What the heck was Python aside from that other “P” language I heard nothing about? Well, it turns out that in the early days, almost 25% of Google was written in Python, and to deal with the frustration that it’s not more C++ -like, they’re developing their own panacea language “Go” to solve the language conundrum. But that’s a story for another time. Google actually hired Python’s creator (who acknowledges it’s named for Monty Python), and it continues to open source, maintained and aggressively advanced by committee despite it’s creator being in Google’s employ. Espousing Python’s benefits here would take another whole article. But in short, it shares many of the benefits of Ruby, but has a variety of server support, built in list-handlers, and performance optimization options to make your head spin. Also, Python has a certain beauty and elegance reminiscent of Ruby, characterized by “perfect indentation” and the absence of curly-brackets or any other code-block delimiter (aside from indents). It’s hard to express the subtle psychological boost in confidence of knowing your code is indented perfectly. And finally, with the object-oriented mandate of Perl removed, I felt like my shackles were removed, and I became 10x more productive, not being forced through the OO learning curve. I could have continued working object oriented (Python gives you that choice). I just didn’t.

Well, there you have it. Unlike my previous four incarnations of my generalized system, in which I completely followed the Microsoft path-of-least resistance, from a primitive pre-VBScript Web technology called IDC/HTX up to the brink of .NET, I stopped at the edge to take stock before falling into that abyss and—giving away the rest of my soul to a vendor. I analyzed what were my most painful problems over the years, and they turned out to be an effect described by Joel Spolsky as “fire-and-motion” wherein everything changes around you, and you never get the benefit of long-term advancement on a single, stable platform. Fire-and-motion was aggravated by loss-of-work, resulting from the shifting conditions of life. This is a one/two puch in which even if you still had your now obsolete work, you couldn’t even run it.

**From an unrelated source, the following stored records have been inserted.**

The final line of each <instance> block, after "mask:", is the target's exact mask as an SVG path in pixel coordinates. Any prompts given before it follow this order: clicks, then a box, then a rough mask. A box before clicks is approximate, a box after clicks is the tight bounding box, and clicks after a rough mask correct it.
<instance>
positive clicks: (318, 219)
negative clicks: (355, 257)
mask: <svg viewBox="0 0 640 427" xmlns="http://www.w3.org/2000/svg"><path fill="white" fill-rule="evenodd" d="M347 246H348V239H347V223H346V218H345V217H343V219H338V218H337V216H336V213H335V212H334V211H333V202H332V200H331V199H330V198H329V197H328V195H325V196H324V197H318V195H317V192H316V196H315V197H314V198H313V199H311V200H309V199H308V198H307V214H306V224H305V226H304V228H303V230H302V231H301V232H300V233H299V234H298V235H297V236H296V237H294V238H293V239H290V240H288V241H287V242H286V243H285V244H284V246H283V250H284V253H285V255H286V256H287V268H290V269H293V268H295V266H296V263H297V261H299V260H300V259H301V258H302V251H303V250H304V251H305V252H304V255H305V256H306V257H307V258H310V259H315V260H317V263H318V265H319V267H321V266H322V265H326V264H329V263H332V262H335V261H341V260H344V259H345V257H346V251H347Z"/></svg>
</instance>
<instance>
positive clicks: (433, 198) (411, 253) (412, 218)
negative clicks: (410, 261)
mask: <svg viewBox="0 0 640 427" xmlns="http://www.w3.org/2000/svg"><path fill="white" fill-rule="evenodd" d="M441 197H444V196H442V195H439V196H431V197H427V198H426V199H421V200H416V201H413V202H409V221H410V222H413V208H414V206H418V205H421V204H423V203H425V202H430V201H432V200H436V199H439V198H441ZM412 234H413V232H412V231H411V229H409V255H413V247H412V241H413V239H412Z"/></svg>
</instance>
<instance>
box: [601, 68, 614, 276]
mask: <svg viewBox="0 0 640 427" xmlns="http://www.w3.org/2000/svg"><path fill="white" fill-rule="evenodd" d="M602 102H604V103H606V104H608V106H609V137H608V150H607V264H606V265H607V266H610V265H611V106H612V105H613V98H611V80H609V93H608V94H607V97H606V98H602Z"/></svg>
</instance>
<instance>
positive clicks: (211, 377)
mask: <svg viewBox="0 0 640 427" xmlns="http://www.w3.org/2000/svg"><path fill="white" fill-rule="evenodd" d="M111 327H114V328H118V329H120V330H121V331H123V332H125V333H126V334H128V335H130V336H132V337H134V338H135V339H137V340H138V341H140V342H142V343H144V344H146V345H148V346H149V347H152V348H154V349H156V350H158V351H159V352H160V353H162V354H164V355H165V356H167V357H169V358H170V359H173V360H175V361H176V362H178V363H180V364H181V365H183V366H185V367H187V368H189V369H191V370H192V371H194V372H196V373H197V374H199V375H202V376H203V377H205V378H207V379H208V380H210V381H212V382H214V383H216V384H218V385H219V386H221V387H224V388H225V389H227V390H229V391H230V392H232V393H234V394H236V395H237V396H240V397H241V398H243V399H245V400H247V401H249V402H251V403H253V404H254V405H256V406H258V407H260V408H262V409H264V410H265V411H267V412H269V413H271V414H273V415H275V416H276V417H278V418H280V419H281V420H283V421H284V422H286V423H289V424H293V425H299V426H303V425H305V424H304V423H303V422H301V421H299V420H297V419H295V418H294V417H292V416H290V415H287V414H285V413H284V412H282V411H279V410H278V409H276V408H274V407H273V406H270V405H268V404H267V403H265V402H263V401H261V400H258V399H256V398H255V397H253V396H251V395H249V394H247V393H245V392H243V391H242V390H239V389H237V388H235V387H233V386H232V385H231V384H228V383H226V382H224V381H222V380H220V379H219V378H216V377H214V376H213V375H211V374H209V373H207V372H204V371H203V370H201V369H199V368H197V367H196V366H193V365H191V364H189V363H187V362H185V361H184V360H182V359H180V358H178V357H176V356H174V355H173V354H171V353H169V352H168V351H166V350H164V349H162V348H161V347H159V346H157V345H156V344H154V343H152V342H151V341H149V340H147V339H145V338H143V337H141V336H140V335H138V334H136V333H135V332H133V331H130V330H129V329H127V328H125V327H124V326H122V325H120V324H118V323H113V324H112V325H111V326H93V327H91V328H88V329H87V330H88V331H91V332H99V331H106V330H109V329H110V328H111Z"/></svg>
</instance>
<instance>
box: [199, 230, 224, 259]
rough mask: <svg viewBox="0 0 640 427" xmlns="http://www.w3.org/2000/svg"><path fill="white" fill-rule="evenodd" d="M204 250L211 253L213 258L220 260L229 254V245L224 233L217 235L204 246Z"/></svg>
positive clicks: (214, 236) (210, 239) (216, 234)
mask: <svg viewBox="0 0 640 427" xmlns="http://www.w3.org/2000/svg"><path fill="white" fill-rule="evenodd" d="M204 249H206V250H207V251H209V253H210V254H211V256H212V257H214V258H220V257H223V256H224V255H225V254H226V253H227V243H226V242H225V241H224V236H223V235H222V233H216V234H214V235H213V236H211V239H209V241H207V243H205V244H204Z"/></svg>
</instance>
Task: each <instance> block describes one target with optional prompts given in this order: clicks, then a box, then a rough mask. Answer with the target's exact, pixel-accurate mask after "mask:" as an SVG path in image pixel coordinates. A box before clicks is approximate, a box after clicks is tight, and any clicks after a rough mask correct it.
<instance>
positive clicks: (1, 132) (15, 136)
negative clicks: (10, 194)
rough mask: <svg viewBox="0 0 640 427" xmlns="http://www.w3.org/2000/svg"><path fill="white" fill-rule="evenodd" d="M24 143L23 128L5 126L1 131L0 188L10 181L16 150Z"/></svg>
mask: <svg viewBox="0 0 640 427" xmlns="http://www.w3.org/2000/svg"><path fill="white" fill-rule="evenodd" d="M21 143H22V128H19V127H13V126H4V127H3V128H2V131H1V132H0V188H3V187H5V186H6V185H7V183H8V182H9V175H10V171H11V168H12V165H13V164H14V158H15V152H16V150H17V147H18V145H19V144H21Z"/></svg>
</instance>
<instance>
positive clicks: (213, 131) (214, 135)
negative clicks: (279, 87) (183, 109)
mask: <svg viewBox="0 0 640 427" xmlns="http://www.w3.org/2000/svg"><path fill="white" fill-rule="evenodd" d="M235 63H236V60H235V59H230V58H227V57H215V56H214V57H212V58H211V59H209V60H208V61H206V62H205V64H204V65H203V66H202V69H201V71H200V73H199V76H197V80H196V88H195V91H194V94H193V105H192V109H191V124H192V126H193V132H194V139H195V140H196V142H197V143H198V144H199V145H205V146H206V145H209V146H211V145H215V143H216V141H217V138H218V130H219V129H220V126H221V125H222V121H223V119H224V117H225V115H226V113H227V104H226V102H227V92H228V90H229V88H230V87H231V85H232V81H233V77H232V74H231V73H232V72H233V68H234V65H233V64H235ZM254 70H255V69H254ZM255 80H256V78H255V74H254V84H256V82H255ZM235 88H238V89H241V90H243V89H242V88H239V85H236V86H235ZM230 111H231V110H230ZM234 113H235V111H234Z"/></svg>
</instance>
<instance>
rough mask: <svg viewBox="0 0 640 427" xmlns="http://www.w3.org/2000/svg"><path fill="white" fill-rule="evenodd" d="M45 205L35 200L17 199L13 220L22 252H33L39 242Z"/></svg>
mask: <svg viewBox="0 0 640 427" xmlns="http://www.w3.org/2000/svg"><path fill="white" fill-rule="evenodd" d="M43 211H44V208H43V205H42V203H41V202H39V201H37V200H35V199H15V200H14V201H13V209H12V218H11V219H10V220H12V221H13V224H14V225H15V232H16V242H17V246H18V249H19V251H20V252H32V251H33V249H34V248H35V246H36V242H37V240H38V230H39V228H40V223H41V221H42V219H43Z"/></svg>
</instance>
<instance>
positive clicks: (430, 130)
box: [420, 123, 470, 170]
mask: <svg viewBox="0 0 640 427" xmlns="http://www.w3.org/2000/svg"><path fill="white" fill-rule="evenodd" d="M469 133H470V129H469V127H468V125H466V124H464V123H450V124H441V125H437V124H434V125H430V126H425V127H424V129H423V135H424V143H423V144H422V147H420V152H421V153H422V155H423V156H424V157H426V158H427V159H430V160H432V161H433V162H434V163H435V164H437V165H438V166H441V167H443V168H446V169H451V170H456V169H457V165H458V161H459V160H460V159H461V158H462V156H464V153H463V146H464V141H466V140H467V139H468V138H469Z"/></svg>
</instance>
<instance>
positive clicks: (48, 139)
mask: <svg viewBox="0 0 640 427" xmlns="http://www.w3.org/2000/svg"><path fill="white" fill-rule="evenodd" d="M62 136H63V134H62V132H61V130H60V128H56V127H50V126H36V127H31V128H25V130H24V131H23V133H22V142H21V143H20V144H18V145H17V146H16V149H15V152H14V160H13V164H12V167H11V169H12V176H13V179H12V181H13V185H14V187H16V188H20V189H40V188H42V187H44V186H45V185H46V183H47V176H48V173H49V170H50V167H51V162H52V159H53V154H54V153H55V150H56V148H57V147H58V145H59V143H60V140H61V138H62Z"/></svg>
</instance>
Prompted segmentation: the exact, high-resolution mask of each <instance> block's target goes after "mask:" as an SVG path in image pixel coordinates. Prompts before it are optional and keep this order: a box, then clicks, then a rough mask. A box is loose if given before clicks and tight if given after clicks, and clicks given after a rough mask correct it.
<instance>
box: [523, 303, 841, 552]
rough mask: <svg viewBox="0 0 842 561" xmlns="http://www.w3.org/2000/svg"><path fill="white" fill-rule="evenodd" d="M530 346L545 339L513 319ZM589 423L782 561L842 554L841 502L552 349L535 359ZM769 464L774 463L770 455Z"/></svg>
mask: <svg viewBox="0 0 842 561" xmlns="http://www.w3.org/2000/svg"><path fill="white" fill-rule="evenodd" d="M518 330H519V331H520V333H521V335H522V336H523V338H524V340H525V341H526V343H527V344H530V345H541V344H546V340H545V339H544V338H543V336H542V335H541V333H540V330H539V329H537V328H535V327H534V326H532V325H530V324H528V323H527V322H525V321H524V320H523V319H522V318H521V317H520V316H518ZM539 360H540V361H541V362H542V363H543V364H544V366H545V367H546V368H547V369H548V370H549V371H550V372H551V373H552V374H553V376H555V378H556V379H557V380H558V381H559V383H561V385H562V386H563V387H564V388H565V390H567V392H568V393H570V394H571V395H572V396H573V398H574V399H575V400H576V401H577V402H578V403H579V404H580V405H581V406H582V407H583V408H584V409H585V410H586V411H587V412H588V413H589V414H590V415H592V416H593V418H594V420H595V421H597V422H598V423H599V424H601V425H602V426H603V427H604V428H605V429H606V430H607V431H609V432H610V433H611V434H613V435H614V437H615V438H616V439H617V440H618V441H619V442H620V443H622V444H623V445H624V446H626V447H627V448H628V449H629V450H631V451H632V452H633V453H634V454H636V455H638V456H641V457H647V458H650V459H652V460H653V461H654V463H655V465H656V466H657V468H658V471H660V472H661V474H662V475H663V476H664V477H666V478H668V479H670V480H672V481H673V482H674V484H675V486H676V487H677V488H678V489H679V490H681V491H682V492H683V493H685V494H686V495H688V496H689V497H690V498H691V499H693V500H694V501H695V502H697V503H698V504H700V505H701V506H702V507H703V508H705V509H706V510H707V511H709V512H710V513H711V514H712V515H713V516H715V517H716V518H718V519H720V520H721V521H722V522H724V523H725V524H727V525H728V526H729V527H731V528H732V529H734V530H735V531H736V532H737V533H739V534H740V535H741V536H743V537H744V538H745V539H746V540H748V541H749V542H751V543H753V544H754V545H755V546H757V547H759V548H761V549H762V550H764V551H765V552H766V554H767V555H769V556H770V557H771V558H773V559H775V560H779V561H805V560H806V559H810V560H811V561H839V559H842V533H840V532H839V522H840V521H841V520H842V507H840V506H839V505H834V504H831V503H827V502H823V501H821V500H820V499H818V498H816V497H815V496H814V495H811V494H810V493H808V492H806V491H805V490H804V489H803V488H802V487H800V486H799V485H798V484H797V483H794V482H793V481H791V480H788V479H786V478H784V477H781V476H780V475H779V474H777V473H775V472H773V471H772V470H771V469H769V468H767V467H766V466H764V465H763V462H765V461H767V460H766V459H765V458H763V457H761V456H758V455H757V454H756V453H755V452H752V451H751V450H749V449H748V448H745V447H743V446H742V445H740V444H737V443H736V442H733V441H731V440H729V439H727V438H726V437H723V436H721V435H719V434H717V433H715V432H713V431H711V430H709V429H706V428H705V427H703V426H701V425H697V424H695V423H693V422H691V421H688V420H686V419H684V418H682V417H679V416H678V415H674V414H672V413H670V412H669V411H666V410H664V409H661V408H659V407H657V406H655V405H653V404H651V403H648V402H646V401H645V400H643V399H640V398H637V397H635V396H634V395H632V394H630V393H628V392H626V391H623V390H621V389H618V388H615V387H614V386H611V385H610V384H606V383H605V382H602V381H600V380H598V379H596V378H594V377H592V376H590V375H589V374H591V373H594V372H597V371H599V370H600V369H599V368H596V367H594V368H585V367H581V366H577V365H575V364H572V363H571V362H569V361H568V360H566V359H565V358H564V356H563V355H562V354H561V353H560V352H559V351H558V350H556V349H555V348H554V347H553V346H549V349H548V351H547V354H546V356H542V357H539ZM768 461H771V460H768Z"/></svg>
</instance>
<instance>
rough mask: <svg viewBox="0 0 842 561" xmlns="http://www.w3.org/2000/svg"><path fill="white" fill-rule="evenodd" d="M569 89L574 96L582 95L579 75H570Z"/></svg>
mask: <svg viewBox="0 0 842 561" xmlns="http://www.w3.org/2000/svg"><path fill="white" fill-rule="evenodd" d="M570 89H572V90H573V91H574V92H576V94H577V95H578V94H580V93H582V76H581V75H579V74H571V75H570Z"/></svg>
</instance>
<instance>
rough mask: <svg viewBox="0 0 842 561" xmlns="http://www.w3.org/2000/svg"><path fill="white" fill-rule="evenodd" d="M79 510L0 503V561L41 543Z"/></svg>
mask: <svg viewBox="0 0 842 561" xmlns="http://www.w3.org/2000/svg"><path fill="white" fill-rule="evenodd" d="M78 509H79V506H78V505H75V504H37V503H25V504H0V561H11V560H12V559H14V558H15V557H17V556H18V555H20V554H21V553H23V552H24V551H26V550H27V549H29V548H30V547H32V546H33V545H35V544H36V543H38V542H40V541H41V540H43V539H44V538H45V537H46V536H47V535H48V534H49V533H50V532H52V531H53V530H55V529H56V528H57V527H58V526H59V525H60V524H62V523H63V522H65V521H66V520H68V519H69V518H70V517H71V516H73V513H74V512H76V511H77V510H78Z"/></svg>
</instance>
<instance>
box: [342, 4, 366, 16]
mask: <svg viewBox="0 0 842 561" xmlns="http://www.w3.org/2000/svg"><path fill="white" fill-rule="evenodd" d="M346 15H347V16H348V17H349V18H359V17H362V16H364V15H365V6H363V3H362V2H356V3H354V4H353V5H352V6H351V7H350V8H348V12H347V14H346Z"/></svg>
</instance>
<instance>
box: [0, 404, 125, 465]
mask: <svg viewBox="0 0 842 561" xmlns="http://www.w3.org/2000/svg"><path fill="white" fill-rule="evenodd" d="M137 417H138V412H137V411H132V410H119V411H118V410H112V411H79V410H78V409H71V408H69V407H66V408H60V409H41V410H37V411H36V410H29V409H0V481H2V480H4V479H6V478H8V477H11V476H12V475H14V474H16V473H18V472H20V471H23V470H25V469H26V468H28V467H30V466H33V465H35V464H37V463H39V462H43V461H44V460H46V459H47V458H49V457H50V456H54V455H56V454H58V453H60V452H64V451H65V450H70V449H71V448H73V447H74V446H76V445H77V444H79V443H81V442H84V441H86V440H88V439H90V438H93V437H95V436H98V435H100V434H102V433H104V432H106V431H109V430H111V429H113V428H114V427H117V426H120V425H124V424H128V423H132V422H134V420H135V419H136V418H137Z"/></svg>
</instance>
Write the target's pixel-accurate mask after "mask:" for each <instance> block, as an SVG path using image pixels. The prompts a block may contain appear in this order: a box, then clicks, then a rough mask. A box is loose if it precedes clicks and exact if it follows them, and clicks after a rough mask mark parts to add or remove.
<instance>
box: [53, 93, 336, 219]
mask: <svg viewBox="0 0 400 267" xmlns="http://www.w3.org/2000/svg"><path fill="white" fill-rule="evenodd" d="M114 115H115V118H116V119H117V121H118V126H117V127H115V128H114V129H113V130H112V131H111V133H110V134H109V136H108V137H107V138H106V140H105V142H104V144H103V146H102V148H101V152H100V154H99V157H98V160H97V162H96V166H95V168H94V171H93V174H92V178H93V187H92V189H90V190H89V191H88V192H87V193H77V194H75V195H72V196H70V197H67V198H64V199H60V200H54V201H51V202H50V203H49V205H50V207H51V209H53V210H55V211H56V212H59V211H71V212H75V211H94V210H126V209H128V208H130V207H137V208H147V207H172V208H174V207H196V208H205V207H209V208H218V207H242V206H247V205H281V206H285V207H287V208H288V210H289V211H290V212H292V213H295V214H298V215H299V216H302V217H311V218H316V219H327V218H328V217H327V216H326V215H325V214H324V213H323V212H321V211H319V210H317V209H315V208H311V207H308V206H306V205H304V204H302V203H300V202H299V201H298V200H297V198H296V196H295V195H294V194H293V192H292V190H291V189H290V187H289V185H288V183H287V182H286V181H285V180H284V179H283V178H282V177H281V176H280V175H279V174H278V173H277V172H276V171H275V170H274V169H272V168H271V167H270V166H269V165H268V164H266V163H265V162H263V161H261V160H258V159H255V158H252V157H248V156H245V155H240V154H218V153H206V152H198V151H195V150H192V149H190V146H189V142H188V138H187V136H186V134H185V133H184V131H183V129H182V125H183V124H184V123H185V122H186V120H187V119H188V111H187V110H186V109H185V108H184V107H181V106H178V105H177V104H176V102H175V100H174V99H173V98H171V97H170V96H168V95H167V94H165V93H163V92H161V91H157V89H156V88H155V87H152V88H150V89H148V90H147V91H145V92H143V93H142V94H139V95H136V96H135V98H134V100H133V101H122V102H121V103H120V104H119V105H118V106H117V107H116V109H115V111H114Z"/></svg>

The cure, which I am determined to have a 20-year track-record, and the promise of a 20-year future, is Debian Server that can run on ANY hardware, but often I have running on a QEMU virtual server that can be pulled up under Windows and OS X. On this Debian virtual server, I’m using the Mercurial distributed revision control system to ensure that all my work magically flows out to all the many other instances of my system that I have running (easy, due to permissively licensed virtualized software), making every node a full-history potential master repository. On these nodes, I’m using vi (or vim) as my text editor, in which I’m writing Python code easily interacts with API’s all over the planet, but particularly Google’s. The Python code runs fast and efficiently under various contexts, including Apache, Unix daemons, and scheduled cron tasks.

With such a platform, I am NOT re-inventing the wheel on things that could be done better under the increasingly sophisticated Web services, such as Google Docs, but rather I am using it as my agent to knit together these services.